I’m pretty sure my favourite part is when they’re all stumbling toward one another in the glowing dark with pointy sticks at eye level, enthusiastically offering up the charred remains of their marshmallows for inspection.

“Mmmmm, perfect!” everyone’s saying with too much enthusiasm.  Clumps of soggy charcoal are landing in laps and on bare feet and there’s a lot of squealing with waving of firebrands.  “This one is exactly right!”

I hate marshmallows, actually.  And every time we go camping I tentatively suggest there might be a rule about children/sticks/fire in combination with wild and/or vague arm waving.  Every time we go camping I get quietly ignored.  Which is fine, because so far no one has been disfigured for life.

Our girls go feral when we camp.  They wade in streams and swim naked in waterholes, carry sticks, eat out of cans, head bush for a wee rather than risk “Poo Hill” with its (actually pretty decent) pit toilet. They get enthusiastic about climbing the steep side of hills, play cricket and soccer with a wild and desperate look, sing loudly and unashamedly tell embarrassing stories in the flickering light of the fire.  They smell of woodsmoke and their hair is tangled.

They are never more beautiful.  They’re away.


At night when I fall into my sleeping bag my brain is roasted from hours spent staring into the mesmerising flames of a fire, my veins silky with alcohol, my jaw either sore from grinning or slack from simply sitting wordless.  The monkey that usually comes alive in the tree of my head about this time of night lies prone across a branch, too sun-warmed and lazy to lift a finger. And for minutes I lie curled listening to the whisper of water over rocks, birds nickering quietly in trees, the gentle sigh of a tarp.  Air is cold on my face; moonlight reaches one solitary finger into a corner.  Sleep sidles in.

I’m away.

We Aussies are big on holidays.  These days, a record number of us take them overseas- about 9 million OS hols this year alone. Aussie dollar being what it is, why wouldn’t you be winging it off into the wild blue yonder?  And resorts.  Resorts feature large on the Australian wish list for a decent getaway.  Cocktail by the pool- children in the Kid’s Club.  What’s not to like?

It’s maybe too easy to make ‘getting away’ a grand affair, that’s all.  It costs money.  You have to plan well in advance- take a decent amount of time off.  Where to go?  What to see?  In the meantime, the spontaneous getaway goes begging.  Not that I’m suggesting throwing everything in the trailer and heading bush is easy either- or everyone’s cup of tea.  Sixteen loads of washing later, have we recovered from the camping trip?
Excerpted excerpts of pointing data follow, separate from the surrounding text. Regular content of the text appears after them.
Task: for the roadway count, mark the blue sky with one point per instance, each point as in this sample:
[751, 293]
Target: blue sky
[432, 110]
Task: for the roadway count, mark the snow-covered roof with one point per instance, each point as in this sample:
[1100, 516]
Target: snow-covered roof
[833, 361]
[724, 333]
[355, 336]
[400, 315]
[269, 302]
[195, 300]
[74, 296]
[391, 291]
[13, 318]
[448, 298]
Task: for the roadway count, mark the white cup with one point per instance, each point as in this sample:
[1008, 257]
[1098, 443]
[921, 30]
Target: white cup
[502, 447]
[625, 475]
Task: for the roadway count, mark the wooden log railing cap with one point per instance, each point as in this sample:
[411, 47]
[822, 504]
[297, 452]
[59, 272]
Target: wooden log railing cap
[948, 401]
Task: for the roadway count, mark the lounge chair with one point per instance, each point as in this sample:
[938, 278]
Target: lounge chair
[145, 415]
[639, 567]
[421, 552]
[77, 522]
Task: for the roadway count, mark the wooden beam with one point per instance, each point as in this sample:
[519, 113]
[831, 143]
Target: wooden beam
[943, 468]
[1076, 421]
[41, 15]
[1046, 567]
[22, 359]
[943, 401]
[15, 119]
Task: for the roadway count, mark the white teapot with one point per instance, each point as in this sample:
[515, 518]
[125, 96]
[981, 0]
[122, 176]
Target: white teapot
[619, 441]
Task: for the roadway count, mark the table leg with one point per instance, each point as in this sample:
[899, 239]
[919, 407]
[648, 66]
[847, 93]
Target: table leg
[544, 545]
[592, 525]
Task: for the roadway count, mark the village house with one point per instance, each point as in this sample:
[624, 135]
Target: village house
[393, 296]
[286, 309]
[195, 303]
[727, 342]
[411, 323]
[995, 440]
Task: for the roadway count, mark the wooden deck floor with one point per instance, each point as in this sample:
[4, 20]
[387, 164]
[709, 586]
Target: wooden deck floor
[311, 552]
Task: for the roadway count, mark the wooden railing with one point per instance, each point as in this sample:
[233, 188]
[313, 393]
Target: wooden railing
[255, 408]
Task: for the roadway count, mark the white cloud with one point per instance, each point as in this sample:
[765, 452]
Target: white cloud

But a commitment to the idea of the getaway seems like a good one.  The getaway on the back deck or the local park on a Friday night with a picnic. The one-night house swap with a friend between the city and the coast.  The unexpectedly long lunch-break by the water.  The Mindfulness App that chimes twice a day and asks you if you want to meditate… (Well no, actually, I’m in the middle of wrangling the three year old and we’re in a supermarket queue but yes… I could take three minutes to breathe a bit more deeply.)   The DWA with the Man in a B&B on the Mountain.  The one night solitary retreat (yes, solitary, as in ‘on your own’.  Totally recommend.  Google a place- actually not expensive at all).


Sitting in the bed of the creek on sun-warmed stones, some discussion arose over buying the property we were camping on: to own this patch of secluded, rugged, mountain land with river frontage, full of memories to make and share out with others.

Nope.  Not for me.  Part of the appeal of ‘away’ is that it’s there, but it’s not mine to keep.  Like the ocean, it calls, but I don’t own it.   It sends me home warmed and loose in the back and seeing the world differently.  I don’t want it to become normality.

I long after it.  It’s slightly out of reach and all the more beautiful because of it.  That’s away.